Il est arrivé sous un parapluie, les mains vides et l’air grave. Il est reparti tout aussi léger, nettement plus tôt qu’il l’aurait imaginé. Le procès de Lamine Diack, l’ex président de la Fédération internationale d’athlétisme, s’est ouvert lundi 13 janvier à Paris. Pour se refermer aussitôt.
A la surprise de tous, l’audience tant attendue a été reportée au mois de juin, au plus tôt. La 32e chambre correctionnelle du tribunal de Paris n’a pas eu d’autre choix que renvoyer les deux camps sans avoir pu avancer d’un pouce.
En cause, un double problème de procédure. La présidente de la chambre correctionnelle, Rose-Marie Hunault, l’a annoncé peu de temps après l’ouverture du procès. Elle ne s’y attendait pas. Elle n’a pas semblé apprécier.
Premier couac : une série de documents arrivés le jour même entre les mains du parquet financier. Le dossier est volumineux. Il contient le compte-rendu d’une audition de Papa Massata Diack, le fils de l’ancien président de l’IAAF, l’un des principaux protagonistes de l’affaire, sinon le principal. Il a été entendu par un juge du tribunal de Dakar le 4 novembre dernier.
Dans le même lot d’actes d’enquête figurent également des documents bancaires. Ils sont liés aux mouvements de fonds opérés sur les comptes de trois sociétés derrière lesquelles apparaît le nom de Papa Massata Diack : Pamodzi Sports Consulting, PMD Consulting et Sporting Age. Leur contenu pourrait se révéler explosif.
La justice sénégalaise s’est longtemps refusée à coopérer à l’enquête du parquet financier français. A l’évidence, elle a changé de position. Le timing peut sembler surprenant, voire douteux. Selon l’Equipe, citant les procureurs, il serait pourtant normal : le courrier a transité par l’ambassade de France à Dakar, avant de passer par le ministère des Affaires étrangères, et parvenir enfin au parquet financier.
« Ces pièces, nous les avons reçues physiquement ce matin, nous n’avons pas pu les étudier, s’est justifié l’un des procureurs financiers, Arnaud de Laguiche. Nous ne pouvons pas faire comme si ces pièces n’existaient pas. »
Autre problème de procédure, plus étonnant dans le cadre d’une affaire ayant débuté en 2016 : l’accusation de « recel d’abus de confiance » à l’encontre de Papa Massata Diack ne figure pas dans sa mise en examen. Etrange.
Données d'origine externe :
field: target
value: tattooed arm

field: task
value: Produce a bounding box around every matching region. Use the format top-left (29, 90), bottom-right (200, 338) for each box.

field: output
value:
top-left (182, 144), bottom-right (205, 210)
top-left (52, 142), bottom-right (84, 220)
En attendant, le procès tant attendu a pris les allures d’un faux départ. Les deux camps sont repartis du tribunal comme ils étaient venus. Ils se reverront, mais la suite s’écrit encore au conditionnel.
Une audience dite de « mise en état » a été au fixée au 27 avril. Le procès, quant à lui, pourrait se dérouler du 3 au 22 juin 2020. Dans l’intervalle, un nouveau juge sera nommé. Il devra éplucher les nouvelles pièces apportées au dossier. Elles devraient entraîner l’organisation d’une série d’auditions supplémentaires.
A en croire l’avocat d’un des accusés, Habib Cissé, la procédure ne sera jamais bouclée en six mois. Elle pourrait durer deux ou trois fois plus longtemps.
Silencieux à son arrivée au tribunal, où il a refusé de répondre aux questions des médias, Lamine Diack s’est adressé à la juge pour demander une levée partielle de contrôle judiciaire. Il a expliqué souhaiter pouvoir voyager, au moins une dernière fois, pour rendre visite à son frère. « Il vient de fêter son centenaire. Je reviendrai », a plaidé le Sénégalais. Le tribunal de Paris a refusé.
À 86 ans, Lamine Diack devra donc rester en France, où il est assigné à résidence depuis la fin de l’année 2015. Il risque jusqu’à 10 ans de prison et une lourde amende.
Le report du procès lui accorde un répit. Mais la suite ne s’annonce pas à son avantage. Les nouveaux documents obtenus lundi 13 janvier par le parquet financier pourraient alourdir encore les charges.
Papa Massata Diack, de son côté, continuera à observer l’évolution de l’enquête depuis Dakar. Il ne s’est pas présenté au tribunal de Paris, lundi 13 janvier. Il ne le fera pas plus dans 6 mois ou un an. Selon une source proche du milieu olympique, il serait prêt à « tout balancer » dans l’hypothèse où les choses tourneraient mal pour son père. La déflagration pourrait alors faire vaciller une partie du mouvement sportif international, y compris au sein du CIO.